Fear routs world stocks; French, German indexes fall 7%

Some analysts predict that Asia won't suffer dramatically from a possible U.S. recession because increased trade and investment within Asia has made the region less reliant on the United States than in the past. Excluding Japan, 43% of Asia's exports go to other nations in the region, Lehman Bros. calculates, up from 37% in 1995.

But on Monday, uncertainty and pessimism reigned.

In Tokyo trading, exporters got hit hard, partly because of the yen's recent strength against the dollar. Toyota Motor tm lost 3.3% and Honda Motor hmc sank 3.4%.

In Hong Kong, Bank of China bachf dropped 6.4% and China Construction Bank cichf slid 7.8%.

India's benchmark Sensex index fell 1,353 points, or 7.4% — its second-biggest percentage drop ever — to 17,605.35. At one point, it was down nearly 11%.

The decline hit companies across the board, with power utility Reliance Energy relff falling 16.4%. Major software company Tata Consultancy Services slid 7.6%.

"A gloomy U.S. climate has affected the global markets.

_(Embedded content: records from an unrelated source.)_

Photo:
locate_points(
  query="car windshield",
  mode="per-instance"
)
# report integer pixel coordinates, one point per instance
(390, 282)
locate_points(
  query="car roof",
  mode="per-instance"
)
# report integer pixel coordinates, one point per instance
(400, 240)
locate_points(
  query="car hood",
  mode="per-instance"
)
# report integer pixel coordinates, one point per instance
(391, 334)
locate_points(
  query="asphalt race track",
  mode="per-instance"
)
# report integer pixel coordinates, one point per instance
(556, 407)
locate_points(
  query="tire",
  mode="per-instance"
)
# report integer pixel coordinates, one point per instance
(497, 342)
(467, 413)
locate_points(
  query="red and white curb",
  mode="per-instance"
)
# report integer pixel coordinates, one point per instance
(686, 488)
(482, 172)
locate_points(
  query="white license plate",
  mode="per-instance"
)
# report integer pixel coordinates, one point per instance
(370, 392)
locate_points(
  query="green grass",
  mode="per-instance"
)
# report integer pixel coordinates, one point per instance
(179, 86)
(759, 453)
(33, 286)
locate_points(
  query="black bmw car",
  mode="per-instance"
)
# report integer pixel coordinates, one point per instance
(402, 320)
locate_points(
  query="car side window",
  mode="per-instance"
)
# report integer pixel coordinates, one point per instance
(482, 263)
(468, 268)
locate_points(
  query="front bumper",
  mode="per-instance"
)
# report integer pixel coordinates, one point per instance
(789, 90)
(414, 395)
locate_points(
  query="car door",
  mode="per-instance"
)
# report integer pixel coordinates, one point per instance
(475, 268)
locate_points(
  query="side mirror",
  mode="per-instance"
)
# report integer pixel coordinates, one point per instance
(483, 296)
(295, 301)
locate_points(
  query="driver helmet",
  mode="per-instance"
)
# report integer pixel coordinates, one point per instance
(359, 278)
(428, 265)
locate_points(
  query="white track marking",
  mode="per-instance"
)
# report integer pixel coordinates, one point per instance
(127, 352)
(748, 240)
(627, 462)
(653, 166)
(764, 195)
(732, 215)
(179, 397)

Even if those markets recover, it will take sometime for the recovery to reach India because today's fall has been so drastic," said Jayant Pai, of the Mumbai investment company IL&FS.

Pai and others suggested that the declines could lead to a buying opportunity.

"The sell-off today takes us close to the bottom," she said.

But leading investment bank Morgan Stanley said Monday that was not the case now, at least as far as Europe was concerned.

"We are not compelled to buy yet despite bearish sentiment," its European equity strategy team said in a note. "We continue to prefer cash over equities."

Recent polls show institutional investors with large cash holdings, a sign of deep concern about the future direction of assets.